La situation présente semble lui donner raison. Même si tous les pays, à quelques rares exceptions, ont adopté un mode de développement capitaliste, on peut constater que seuls se conduisent de manière impérialiste, à des degrés divers, les membres de l'Otan. L'impérialisme occidental est presque toujours inspiré par des motifs bassement mercantiles : derrière l'invasion de l'Irak, le blocus de l'Iran, les diverses interventions armées en Afrique et au Proche-Orient, il est facile de trouver une volonté, inspirée par les banques et les actionnaires des multinationales, d'appropriation de ressources, de sécurisation des approvisionnements ou tout simplement de relance du complexe militaro-industriel. Lorsque ce n'est pas le pétrole de tel ou tel pays « peu coopératif » qui attise les convoitises, ce sont des gisements d'uranium qui doivent être sécurisés ou le tracé d'un oléoduc qu'il convient de rectifier par une intervention armée.

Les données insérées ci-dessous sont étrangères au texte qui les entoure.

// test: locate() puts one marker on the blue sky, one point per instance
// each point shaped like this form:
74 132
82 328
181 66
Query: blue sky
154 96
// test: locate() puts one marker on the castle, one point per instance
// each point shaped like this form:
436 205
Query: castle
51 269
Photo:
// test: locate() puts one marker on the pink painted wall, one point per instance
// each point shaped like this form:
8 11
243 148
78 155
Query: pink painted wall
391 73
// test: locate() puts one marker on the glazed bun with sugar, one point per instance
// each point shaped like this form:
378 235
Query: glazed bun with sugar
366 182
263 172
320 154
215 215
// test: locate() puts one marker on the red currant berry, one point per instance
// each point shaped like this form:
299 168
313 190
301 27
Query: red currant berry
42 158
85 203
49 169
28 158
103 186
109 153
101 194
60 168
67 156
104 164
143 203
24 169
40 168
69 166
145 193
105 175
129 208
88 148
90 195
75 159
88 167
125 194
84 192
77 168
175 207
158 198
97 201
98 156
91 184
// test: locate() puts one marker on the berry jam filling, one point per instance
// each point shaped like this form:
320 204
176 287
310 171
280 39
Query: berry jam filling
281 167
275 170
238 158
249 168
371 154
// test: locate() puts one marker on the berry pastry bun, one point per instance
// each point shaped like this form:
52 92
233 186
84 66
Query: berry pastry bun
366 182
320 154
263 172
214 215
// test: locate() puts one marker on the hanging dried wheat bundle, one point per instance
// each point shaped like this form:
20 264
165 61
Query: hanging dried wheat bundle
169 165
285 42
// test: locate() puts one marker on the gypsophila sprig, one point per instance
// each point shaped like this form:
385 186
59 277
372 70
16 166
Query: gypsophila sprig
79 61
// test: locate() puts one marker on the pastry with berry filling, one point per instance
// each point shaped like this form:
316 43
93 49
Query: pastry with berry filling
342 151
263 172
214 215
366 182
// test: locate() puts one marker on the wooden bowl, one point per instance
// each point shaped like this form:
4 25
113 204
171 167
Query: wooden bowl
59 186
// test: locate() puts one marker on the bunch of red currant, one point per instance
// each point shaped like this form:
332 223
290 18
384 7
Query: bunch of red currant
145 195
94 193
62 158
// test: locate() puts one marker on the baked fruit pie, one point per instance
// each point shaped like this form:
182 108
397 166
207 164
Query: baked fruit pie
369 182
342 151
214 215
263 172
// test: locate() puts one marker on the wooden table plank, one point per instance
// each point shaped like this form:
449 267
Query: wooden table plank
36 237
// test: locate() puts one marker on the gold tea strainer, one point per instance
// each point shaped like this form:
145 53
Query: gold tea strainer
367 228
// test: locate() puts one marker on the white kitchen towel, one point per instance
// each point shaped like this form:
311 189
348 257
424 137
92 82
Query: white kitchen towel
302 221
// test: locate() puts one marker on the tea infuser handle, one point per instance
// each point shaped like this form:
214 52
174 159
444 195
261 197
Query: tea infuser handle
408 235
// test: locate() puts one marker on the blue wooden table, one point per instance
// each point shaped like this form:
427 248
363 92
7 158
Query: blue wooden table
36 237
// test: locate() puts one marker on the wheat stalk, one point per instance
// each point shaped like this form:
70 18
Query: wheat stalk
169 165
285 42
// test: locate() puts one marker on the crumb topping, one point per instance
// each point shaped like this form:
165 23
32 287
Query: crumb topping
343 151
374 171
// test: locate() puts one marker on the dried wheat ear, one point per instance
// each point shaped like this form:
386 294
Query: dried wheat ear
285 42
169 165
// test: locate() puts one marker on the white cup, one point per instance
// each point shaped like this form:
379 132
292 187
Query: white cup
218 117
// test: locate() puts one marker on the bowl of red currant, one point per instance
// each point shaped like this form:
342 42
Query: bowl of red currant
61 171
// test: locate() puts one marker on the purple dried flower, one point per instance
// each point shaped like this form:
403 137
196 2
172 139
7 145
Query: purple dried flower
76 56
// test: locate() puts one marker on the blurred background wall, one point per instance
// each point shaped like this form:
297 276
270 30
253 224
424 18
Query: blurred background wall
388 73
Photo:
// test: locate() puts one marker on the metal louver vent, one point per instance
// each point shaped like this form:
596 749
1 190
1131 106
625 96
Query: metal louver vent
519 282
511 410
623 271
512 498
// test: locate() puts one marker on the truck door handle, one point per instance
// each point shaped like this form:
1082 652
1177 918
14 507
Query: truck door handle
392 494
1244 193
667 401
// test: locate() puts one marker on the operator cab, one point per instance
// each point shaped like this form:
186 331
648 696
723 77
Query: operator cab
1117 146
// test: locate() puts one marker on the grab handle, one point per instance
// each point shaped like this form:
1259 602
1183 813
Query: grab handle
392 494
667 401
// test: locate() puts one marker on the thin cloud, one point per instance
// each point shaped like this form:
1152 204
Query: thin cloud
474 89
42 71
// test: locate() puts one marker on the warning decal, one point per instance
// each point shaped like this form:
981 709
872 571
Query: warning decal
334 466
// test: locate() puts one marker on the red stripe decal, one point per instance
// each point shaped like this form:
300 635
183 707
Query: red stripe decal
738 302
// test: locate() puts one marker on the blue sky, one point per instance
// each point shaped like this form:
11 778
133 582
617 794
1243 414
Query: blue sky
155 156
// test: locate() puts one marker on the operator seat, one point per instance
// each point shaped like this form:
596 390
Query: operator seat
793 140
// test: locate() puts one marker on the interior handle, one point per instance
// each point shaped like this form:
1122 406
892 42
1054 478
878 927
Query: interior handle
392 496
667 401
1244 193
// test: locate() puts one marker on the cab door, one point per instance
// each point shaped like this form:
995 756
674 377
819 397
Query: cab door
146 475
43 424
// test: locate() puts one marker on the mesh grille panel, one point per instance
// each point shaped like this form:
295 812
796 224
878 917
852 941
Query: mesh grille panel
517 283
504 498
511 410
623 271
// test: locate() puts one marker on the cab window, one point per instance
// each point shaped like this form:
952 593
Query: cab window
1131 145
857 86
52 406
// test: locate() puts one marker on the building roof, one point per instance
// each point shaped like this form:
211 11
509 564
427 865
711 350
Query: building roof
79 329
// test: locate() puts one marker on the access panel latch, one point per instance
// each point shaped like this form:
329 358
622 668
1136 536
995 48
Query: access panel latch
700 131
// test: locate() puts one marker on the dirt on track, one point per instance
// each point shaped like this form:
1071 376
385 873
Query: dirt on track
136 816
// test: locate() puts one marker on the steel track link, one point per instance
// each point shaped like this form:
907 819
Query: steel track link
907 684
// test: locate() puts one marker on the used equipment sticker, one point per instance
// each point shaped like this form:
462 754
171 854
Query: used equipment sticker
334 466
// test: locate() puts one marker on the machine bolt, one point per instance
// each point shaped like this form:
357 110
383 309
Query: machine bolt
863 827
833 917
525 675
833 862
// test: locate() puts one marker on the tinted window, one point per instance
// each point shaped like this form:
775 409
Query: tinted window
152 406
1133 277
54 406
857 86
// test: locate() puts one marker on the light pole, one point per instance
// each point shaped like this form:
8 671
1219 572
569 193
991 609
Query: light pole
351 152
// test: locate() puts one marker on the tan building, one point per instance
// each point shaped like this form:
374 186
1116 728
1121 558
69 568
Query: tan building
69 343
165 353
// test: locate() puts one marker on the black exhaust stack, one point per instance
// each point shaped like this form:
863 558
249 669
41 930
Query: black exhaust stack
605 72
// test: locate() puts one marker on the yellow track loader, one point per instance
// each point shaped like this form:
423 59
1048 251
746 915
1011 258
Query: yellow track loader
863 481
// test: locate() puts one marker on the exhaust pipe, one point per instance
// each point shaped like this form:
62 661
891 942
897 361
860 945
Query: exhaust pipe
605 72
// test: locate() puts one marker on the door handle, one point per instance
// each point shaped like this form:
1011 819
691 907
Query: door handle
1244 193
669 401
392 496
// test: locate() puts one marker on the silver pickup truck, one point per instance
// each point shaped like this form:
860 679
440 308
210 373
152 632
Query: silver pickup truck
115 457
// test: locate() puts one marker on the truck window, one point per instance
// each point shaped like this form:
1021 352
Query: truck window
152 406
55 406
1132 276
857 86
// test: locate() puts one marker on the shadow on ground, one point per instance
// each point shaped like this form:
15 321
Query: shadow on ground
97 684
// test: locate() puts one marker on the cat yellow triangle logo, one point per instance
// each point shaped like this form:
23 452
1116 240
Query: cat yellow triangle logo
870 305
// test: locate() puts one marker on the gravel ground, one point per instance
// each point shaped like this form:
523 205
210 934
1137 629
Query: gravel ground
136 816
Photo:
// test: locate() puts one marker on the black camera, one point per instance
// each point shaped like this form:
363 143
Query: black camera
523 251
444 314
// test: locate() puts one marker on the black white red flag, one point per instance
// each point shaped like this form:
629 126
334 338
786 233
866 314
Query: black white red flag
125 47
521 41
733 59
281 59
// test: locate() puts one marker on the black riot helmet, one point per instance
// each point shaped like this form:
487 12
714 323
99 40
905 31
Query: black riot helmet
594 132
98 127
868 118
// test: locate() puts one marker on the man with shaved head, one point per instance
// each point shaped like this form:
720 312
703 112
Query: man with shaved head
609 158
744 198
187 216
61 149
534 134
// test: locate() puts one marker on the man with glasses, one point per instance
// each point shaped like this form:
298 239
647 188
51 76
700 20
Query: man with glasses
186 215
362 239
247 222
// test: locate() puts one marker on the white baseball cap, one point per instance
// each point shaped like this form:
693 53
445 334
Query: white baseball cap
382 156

La « guerre au terrorisme » qui embrase un continent après l'autre sert en réalité de paravent à des opérations beaucoup plus prosaïques. Déclarée voici plus de quinze ans, elle a encore de beaux jours devant elle puisqu'elle produit plus de terroristes qu'elle n'en élimine. Il n'est d'ailleurs pas interdit de penser que c'était justement l'objectif de ses initiateurs.

La Chine deviendra-t-elle impérialiste à son tour ? On peut dire que non. Et cela, paradoxalement, grâce à son principe du rôle dirigeant du Parti communiste qui maintient l'autorité de l'État, et donc l'intérêt national, au-dessus des corporations et de leurs visées prédatrices.